Evidence is piling up that the Federal Reserve will not boost interest rates next month, as some have predicted. Instead, that move may not come until some time next year, probably in the summer, a point made here July 8.
Today, New York Stock Exchange reported a major plunge, as the Dow Jones Industrial Average lost some 530 points, continuing a six-day decline.
Also, a blogger for Marketwatch wrote that the Fed "would be nuts" to raise interest rates in September. The crisis may be gone, "but the effects still linger," said Cullen Roche, insisting that the economy remains sluggish.
And Mike Bird of Business Insider pointed to disasters around the world and said the Fed "is at risk of repeating one of the biggest mistakes in the history of the U.S. economy." In 1936, encouraging signs led the central bank and the government of President Franklin D. Roosevelt to pull back its support measures. Result: A second crash, sending the economy further into its Great Depression.
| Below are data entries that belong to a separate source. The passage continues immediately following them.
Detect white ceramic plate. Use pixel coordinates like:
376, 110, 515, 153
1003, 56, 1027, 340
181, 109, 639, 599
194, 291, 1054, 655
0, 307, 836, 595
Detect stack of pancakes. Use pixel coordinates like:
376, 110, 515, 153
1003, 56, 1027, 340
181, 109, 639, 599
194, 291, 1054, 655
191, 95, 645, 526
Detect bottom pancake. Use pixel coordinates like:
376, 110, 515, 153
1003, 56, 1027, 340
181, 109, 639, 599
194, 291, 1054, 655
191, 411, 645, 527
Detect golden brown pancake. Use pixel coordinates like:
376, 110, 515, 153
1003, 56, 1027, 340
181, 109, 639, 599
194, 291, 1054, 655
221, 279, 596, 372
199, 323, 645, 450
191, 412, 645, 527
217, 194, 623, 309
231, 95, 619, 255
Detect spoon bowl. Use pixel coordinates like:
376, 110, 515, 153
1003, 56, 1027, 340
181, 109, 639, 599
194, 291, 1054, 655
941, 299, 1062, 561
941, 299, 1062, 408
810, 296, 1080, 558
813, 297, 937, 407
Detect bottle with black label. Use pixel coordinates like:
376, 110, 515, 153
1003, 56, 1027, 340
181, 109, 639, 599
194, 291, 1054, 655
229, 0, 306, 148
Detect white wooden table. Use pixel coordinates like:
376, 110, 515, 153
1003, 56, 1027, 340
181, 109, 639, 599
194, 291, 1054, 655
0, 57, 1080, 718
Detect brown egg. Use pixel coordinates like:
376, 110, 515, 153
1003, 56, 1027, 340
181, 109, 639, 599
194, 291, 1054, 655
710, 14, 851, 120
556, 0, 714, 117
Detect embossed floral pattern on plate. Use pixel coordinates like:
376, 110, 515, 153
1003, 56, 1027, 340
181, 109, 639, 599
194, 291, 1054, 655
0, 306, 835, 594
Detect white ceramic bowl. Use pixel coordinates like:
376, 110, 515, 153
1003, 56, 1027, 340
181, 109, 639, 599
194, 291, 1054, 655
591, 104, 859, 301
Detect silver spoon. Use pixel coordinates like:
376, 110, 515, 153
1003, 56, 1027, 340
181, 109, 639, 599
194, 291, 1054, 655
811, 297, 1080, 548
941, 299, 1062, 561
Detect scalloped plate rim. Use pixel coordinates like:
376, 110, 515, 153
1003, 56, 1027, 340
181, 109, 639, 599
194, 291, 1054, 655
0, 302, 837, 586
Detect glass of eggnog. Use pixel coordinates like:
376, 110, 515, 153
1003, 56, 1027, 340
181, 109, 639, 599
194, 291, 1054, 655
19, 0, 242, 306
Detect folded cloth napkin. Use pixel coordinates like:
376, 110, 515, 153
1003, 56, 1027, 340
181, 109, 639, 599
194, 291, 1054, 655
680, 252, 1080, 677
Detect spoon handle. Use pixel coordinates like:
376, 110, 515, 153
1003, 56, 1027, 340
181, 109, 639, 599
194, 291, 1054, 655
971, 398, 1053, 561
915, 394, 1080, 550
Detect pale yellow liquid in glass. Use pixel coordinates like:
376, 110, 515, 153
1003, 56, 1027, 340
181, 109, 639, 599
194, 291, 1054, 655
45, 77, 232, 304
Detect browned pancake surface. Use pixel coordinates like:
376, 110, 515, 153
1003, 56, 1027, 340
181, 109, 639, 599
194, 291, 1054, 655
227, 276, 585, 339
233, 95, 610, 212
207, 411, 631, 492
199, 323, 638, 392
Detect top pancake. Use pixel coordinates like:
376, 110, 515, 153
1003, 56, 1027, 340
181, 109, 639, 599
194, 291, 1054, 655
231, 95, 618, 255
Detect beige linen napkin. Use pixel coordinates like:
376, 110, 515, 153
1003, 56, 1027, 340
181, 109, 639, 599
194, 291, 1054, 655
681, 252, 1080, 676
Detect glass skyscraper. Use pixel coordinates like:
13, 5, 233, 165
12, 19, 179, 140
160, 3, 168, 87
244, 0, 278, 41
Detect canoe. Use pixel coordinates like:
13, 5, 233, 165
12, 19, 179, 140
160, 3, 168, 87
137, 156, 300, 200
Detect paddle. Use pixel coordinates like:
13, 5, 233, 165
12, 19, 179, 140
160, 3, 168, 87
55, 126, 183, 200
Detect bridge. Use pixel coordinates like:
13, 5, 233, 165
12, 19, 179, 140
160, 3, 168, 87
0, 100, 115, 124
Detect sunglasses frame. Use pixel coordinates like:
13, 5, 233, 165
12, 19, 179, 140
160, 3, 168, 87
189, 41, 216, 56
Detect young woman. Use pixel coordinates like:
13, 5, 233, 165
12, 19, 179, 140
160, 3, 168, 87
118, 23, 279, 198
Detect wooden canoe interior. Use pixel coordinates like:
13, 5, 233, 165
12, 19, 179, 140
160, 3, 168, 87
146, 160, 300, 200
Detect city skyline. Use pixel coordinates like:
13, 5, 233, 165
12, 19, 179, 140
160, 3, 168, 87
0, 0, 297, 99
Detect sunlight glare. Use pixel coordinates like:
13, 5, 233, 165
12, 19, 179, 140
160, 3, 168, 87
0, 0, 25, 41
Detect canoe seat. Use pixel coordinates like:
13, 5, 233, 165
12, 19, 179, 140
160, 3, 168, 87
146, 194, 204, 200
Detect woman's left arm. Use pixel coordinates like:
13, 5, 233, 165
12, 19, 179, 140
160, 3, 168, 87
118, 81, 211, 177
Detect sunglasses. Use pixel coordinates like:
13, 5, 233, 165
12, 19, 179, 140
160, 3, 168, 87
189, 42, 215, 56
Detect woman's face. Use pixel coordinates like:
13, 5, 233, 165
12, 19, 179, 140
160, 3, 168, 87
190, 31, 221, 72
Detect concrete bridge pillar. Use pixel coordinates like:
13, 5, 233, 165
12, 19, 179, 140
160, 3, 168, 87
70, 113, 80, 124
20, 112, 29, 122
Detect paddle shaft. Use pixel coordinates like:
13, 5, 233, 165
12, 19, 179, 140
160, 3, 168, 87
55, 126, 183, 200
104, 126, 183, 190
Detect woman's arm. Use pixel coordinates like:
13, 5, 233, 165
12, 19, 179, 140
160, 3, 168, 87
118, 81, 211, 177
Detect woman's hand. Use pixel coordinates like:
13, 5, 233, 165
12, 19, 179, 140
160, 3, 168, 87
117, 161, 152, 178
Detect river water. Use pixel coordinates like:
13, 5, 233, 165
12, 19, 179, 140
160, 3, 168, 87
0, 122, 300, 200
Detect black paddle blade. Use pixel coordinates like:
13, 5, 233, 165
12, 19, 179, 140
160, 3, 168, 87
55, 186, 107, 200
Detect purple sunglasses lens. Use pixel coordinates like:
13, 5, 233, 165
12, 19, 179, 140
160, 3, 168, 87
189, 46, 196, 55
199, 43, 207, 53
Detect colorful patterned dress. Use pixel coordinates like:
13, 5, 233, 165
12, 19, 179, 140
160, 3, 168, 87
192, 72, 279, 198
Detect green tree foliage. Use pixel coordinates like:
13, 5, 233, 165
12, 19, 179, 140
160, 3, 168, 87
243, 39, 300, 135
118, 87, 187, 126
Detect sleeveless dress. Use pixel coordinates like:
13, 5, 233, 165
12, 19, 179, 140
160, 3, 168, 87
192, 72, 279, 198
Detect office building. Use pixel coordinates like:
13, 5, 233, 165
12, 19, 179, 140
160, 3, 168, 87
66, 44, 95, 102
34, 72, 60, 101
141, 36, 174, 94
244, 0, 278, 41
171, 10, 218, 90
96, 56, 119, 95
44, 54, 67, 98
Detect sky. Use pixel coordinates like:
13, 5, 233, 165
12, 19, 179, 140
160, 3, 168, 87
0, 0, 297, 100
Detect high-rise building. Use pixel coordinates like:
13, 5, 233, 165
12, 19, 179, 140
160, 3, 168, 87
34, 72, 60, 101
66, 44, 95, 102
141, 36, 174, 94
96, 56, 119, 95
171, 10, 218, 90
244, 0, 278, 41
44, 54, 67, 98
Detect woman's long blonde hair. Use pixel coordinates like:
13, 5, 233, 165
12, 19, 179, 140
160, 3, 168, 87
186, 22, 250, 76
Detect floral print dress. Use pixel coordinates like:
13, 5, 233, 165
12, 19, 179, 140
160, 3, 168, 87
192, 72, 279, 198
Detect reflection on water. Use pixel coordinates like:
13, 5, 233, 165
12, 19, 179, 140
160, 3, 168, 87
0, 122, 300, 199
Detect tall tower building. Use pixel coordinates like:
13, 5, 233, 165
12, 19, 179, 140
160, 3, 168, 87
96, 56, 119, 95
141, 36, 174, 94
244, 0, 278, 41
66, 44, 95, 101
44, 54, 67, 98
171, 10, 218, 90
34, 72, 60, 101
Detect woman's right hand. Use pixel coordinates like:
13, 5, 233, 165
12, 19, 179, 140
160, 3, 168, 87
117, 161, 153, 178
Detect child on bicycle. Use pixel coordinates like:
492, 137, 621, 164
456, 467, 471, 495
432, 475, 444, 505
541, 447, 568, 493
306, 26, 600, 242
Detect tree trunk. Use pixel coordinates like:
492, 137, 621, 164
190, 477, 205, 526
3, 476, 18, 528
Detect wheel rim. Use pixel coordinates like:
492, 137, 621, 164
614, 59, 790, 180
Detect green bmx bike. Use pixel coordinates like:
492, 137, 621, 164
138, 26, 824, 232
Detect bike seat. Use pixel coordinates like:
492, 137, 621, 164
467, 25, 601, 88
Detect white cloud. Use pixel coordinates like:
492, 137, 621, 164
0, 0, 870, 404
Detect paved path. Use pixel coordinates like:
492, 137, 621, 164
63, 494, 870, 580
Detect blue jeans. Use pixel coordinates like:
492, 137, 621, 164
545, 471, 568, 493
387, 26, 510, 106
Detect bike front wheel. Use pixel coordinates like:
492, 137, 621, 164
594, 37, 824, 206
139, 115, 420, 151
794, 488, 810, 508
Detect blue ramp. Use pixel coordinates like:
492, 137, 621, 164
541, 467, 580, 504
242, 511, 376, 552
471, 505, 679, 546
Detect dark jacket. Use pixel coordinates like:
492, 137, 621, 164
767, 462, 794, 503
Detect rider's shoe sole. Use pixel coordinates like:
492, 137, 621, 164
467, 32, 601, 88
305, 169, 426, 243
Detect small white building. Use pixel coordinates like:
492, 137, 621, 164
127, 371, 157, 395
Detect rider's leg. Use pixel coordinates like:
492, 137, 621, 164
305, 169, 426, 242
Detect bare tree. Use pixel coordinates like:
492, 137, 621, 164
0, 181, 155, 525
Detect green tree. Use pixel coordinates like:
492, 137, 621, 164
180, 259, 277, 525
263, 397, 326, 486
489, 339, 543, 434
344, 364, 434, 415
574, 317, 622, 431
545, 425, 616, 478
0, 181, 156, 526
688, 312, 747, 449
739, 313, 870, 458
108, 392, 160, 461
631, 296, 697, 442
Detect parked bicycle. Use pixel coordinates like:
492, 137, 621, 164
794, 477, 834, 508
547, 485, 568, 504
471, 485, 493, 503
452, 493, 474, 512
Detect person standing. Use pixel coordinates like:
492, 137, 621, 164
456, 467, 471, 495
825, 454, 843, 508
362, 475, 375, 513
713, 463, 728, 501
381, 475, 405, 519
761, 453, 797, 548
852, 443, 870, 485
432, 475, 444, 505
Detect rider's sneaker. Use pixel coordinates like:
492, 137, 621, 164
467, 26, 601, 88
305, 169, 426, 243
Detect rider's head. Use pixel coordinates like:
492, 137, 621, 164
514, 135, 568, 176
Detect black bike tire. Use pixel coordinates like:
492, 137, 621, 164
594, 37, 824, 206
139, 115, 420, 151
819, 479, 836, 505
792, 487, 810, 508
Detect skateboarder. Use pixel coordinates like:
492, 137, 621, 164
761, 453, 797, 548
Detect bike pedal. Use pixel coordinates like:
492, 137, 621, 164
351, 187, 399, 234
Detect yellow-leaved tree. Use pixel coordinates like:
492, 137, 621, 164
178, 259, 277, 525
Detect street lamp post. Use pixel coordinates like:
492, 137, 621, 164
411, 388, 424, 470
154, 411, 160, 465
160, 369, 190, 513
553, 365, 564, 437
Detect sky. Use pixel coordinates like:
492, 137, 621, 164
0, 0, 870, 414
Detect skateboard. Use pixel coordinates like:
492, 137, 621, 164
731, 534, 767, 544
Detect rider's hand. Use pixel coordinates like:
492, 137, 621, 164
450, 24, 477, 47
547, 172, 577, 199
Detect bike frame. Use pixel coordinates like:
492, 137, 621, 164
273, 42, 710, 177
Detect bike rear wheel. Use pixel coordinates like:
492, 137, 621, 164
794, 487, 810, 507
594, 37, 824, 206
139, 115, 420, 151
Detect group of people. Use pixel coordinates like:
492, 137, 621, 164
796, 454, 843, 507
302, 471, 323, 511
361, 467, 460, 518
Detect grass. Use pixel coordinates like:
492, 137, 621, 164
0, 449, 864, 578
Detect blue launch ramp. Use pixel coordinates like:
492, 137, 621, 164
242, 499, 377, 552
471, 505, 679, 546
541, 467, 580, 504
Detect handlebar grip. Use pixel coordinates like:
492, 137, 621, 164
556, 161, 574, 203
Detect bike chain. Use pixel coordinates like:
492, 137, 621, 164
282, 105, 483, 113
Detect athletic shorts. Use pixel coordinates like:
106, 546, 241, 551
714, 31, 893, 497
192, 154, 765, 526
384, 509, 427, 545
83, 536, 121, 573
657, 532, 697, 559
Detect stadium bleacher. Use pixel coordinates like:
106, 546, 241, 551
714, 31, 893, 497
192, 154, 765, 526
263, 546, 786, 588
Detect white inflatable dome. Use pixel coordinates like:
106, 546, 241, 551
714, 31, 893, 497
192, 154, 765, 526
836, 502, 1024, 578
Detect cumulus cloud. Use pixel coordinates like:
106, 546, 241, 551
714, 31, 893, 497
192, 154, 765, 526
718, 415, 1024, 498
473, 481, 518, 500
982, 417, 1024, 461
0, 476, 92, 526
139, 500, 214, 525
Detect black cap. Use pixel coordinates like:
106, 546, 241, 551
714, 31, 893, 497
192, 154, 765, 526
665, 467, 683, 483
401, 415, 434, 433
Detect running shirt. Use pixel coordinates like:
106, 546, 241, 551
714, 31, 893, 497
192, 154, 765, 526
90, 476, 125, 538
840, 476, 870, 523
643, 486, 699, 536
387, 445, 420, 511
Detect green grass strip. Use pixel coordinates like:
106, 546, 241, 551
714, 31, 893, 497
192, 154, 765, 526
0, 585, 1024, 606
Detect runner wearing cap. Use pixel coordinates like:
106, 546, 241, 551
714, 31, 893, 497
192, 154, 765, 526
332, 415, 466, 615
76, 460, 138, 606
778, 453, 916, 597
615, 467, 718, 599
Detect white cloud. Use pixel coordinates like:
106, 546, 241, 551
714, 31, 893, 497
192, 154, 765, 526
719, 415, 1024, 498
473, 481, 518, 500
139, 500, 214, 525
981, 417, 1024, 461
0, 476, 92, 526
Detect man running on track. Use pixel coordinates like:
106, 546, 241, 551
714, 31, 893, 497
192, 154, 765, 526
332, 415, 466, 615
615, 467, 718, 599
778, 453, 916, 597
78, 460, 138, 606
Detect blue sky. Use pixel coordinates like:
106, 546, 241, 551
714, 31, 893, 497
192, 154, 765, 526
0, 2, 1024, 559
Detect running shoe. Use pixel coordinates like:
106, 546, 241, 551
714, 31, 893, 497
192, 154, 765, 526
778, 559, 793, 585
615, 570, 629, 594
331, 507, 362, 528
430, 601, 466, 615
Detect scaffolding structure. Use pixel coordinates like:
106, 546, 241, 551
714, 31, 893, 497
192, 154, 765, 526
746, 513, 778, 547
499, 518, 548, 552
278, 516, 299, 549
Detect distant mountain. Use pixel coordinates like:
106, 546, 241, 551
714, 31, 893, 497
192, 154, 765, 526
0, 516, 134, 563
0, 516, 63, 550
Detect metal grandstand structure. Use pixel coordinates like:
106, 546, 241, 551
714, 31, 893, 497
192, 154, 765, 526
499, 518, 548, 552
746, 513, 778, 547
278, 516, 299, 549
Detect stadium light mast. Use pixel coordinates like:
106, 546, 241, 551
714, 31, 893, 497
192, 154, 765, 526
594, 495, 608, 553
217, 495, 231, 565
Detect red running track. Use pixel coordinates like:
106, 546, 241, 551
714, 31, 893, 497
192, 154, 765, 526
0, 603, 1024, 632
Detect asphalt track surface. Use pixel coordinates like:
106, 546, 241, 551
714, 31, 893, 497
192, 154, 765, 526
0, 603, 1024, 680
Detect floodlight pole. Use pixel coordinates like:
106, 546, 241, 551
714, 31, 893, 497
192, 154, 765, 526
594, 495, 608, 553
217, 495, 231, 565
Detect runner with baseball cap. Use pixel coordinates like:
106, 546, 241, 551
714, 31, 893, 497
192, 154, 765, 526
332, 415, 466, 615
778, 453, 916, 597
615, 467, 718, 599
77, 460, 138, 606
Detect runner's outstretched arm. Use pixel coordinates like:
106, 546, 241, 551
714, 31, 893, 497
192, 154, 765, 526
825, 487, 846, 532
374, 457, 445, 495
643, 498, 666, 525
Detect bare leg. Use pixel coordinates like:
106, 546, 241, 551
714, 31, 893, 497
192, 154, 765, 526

Last week, Japan reported a drop in second quarter output, and China devalued its currency to help stimulate its world trade and keep its growth rate of about 7 percent.
And in a report on the most recent meeting of its Open Market Committee, which regulates the money supply, the Fed maintained that the economy continued to expand, but the Fed would remain watchful "for some time" before acting to bring its key interest rate to what it considers a level that is "normal in the longer run."
That meeting, however, was held in late July, and the minutes of the meeting were released on Wednesday, as the Wall Street plunge was gaining momentum.
But there was some hope. The proposed federal budget for the coming fiscal year "would make U.S. output larger over the next decade" and proposed changes in immigration laws would help to reduce deficits. That analysis from the nonpartisan Congressional Budget Office.